Joaquin, of course had to confront the evil cowboys. Let me point out at this time that the cowboys where in full dress, hats, jeans, flannel, vests, chaps etc. Joaquin, however was wearing a flouncy shirt and tights. It’s dang hard to look tough in a flouncy shirt and tights, especially when your enemies are wearing jeans and flannel.

In the end Joaquin dies. Quite dramatically- death comes and seduces him in a totally creepy and disturbing way. That is by far NOT the most disturbing thing about this ballet. Here are some other disturbing details, and a short description of quite possibly the MOST disturbing scene in ballet history.

1. As I said, it was a ballet, but for some reason the music was all 70s Rock Opera style. I kept expecting the “Jesus Christ Superstar” disciples to pirouette on stage snapping their fingers and singing “What’s the buzz, tell me what’s happenin’? What’s the buzz, tell me what’s happenin’?” and “When do we ride into Jerusalem?
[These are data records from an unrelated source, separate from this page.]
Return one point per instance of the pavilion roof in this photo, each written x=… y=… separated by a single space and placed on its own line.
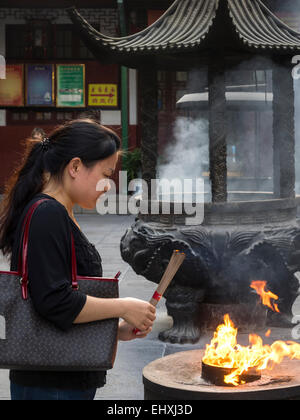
x=190 y=26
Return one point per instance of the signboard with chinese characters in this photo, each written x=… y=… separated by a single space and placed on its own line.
x=12 y=88
x=104 y=95
x=40 y=85
x=70 y=85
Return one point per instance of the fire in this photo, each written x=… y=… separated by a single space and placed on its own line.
x=260 y=287
x=225 y=352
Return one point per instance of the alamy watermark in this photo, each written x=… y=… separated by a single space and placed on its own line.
x=178 y=197
x=296 y=68
x=2 y=67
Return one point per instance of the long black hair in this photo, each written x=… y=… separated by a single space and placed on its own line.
x=82 y=138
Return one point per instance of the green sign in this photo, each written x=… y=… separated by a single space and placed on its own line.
x=70 y=85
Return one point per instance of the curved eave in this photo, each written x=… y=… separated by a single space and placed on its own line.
x=182 y=28
x=187 y=27
x=260 y=30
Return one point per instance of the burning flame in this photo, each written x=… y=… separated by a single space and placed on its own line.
x=225 y=352
x=260 y=288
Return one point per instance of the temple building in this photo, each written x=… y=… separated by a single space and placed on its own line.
x=36 y=40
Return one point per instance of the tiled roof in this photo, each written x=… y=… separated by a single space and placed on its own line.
x=191 y=25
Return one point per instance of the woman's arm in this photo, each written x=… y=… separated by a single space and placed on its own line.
x=136 y=312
When do we ride into Jerusalem?”

2. The ballet was set in Chili and moves to California. I would have made sense to me if it had been in Spanish- cause it was set in Chili- or English cause it was also set in California (besides the fact it was world premiering in Texas.) But instead, as it would make sense to ballet fans (perhaps) it as all in Russian. It wasn’t just that the words were Russian, but the Chilean folk dances looked strangely Russian to me . . . and the music . . . like a Russian disco- or so I would imagine a Russian disco. I understood what was being said because there were “superscripts” above the stage. But I get the feeling all the superscripts were translated and typed up by a Russian- one who couldn’t spell in English.

3. There was one entire scene about a shooting star. She had an iridescent-glow-in-the-dark costume. It would have been okay if she had danced as he shooting star, but instead she was carried around by a troupe of male dancers (what do you call a male ballet dancer? a ballet-er?) all dressed in black, even over their faces so that they would blend into the back drop. It was all fine except for their very white hands showing up so cleverly under the black light. The hands were distracting me and the hand offs where much more awkward than it would have been if they had just let her dance for herself.
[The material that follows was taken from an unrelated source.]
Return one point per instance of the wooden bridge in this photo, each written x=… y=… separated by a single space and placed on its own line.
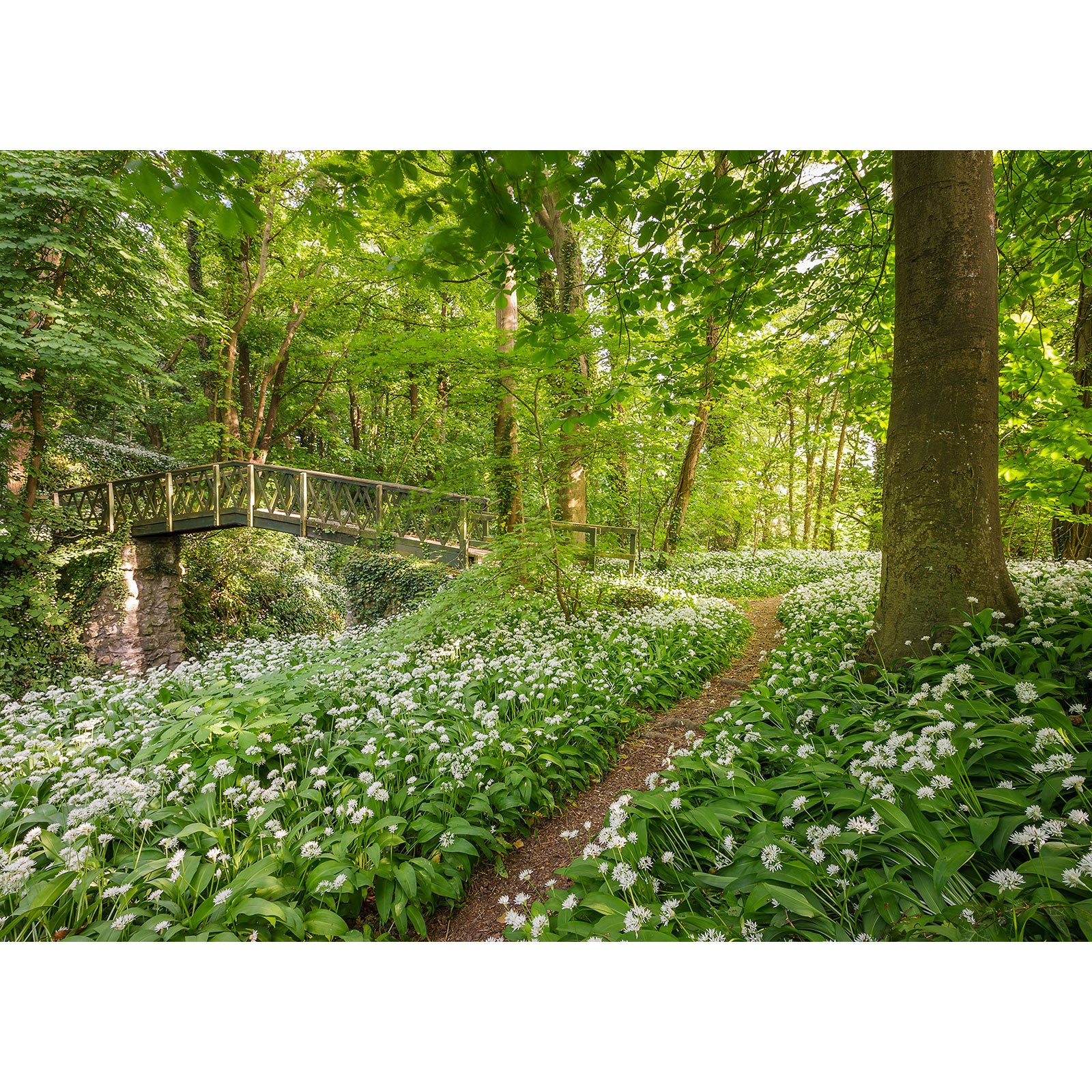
x=445 y=527
x=145 y=631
4. Finally, the gang banging scene- voted by me MOST disturbing of all things ballet. I knew it was coming when those bad cowboys busted in on her. It could have easily been implied and not dramatized at all- but they went ahead with it instead. There were five cowboys. They chased her, and caught her, because once again, they could run on their feet, while she had to escape on her toes. The picked her up, one on each arm and leg, one cowboy laid down and the other four thrust her up and down on him like she was no more than a bed sheet. She was just flying around like she didn’t have any bones at all. One would finish and take the other one’s place at the arm or leg so the next cowboy could get his turn underneath. It was not nice. In this case ballet is not always pretty.

Afterward we went to talk to one of the dancers. She did not hide her opinion that the owners of the company had chosen the worst ballet they could find to end the season hoping that the turn out would be so bad that the investors would get their money back. She didn’t care, she had found a new job with a different company.